[petsc-users] Understanding matmult memory performance
Lawrence Mitchell
lawrence.mitchell at imperial.ac.uk
Fri Sep 29 06:19:54 CDT 2017
Dear all,
I'm attempting to understand some results I'm getting for matmult performance. In particular, it looks like I'm obtaining timings that suggest that I'm getting more main memory bandwidth than I think is possible.
The run setup is using 2 24 core (dual socket) ivybridge nodes (Xeon E5-2697 v2). The specced main memory bandwidth is 85.3 GB/s per node, and I measure a STREAM triad bandwidth using 48 MPI processes (two nodes) of 148.2 GB/s. The last level cache is 30MB (shared between 12 cores)
The matrix I'm using is respectively a P1, P2, and P3 discretisation of the Laplacian on a regular tetrahedral grid.

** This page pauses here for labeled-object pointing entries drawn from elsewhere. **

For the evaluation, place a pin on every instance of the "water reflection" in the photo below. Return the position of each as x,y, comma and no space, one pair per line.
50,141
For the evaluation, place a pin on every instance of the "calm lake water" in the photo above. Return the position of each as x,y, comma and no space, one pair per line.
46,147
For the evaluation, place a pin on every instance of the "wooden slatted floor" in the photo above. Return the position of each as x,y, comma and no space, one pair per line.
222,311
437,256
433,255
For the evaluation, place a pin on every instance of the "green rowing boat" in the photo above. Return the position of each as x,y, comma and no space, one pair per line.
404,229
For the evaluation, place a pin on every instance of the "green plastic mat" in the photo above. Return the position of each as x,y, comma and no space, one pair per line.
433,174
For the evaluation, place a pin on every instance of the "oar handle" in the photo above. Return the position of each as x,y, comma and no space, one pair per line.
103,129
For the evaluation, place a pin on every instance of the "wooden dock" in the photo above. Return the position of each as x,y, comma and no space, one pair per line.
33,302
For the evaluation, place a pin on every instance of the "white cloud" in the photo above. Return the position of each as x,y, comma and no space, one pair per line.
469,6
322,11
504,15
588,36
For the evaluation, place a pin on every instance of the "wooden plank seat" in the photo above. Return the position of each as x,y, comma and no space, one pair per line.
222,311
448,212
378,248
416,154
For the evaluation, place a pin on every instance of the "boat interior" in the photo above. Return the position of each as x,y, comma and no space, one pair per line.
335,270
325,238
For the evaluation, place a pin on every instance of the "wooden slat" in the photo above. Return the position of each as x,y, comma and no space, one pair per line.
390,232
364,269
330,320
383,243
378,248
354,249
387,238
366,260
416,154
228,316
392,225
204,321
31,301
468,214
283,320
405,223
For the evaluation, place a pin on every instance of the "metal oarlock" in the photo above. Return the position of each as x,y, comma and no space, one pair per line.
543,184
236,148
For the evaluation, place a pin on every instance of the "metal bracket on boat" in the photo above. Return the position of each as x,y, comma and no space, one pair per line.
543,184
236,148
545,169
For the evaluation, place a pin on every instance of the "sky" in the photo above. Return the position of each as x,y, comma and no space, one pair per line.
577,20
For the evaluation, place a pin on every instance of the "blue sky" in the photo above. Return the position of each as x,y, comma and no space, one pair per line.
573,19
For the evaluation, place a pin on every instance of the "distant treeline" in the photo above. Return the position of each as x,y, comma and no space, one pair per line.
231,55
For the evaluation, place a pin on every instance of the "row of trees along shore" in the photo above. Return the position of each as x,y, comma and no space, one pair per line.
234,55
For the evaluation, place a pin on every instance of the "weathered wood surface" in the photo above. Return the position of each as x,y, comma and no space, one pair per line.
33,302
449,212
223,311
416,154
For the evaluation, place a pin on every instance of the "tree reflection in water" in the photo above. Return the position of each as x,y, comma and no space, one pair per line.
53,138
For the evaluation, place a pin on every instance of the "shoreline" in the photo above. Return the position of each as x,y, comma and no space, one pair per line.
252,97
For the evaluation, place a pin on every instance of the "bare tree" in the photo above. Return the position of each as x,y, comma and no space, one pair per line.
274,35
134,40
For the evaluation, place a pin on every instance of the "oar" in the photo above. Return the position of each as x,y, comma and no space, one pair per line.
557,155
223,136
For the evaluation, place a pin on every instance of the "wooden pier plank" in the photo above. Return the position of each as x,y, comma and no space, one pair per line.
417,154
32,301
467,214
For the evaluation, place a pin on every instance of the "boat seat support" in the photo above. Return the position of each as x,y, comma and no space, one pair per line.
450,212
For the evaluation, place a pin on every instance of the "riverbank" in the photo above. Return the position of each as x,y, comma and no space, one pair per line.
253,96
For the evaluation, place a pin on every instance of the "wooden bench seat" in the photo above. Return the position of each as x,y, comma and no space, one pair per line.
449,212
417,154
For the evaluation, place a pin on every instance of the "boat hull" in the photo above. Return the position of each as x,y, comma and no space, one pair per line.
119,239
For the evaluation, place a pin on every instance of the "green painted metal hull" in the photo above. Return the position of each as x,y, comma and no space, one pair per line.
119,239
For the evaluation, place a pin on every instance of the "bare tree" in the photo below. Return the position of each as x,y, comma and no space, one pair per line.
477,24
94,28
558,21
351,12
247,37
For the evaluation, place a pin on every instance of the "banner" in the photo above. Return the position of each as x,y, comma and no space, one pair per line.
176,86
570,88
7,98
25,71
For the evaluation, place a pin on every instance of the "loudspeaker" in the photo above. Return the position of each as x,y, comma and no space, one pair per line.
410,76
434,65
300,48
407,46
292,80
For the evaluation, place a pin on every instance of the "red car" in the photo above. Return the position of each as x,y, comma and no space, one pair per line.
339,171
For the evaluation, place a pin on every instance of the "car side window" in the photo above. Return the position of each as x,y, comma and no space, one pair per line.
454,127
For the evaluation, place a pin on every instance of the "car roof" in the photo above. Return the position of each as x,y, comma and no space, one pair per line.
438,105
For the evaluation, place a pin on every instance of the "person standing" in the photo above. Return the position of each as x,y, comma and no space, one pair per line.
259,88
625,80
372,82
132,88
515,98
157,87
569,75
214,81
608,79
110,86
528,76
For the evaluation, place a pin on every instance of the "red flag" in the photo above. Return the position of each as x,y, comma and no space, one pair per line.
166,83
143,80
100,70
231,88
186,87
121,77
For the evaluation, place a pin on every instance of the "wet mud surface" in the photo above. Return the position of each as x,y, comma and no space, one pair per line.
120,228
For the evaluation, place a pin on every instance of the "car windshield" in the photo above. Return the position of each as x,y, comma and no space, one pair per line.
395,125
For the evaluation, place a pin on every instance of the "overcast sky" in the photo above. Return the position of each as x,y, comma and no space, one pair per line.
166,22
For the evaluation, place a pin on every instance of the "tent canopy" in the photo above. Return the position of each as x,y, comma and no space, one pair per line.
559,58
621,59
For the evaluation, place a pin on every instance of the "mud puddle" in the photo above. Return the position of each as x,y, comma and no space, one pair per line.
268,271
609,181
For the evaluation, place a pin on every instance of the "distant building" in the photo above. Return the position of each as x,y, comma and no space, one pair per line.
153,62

The matrix sizes are respectively:
P1:
Mat Object: 48 MPI processes
type: mpiaij
rows=8120601, cols=8120601
total: nonzeros=120841801, allocated nonzeros=120841801
total number of mallocs used during MatSetValues calls =0
not using I-node (on process 0) routines
P2:
Mat Object: 48 MPI processes
type: mpiaij
rows=8120601, cols=8120601
total: nonzeros=231382401, allocated nonzeros=231382401
total number of mallocs used during MatSetValues calls =0
not using I-node (on process 0) routines
P3:
Mat Object: 48 MPI processes
type: mpiaij
rows=13997521, cols=13997521
total: nonzeros=674173201, allocated nonzeros=674173201
total number of mallocs used during MatSetValues calls =0
not using I-node (on process 0) routines
Both sizeof(PetscScalar) and sizeof(PetscInt) are 8 bytes.
Ignoring data for vector and row indices, then, for a matmult I need to move 16*nonzeros bytes.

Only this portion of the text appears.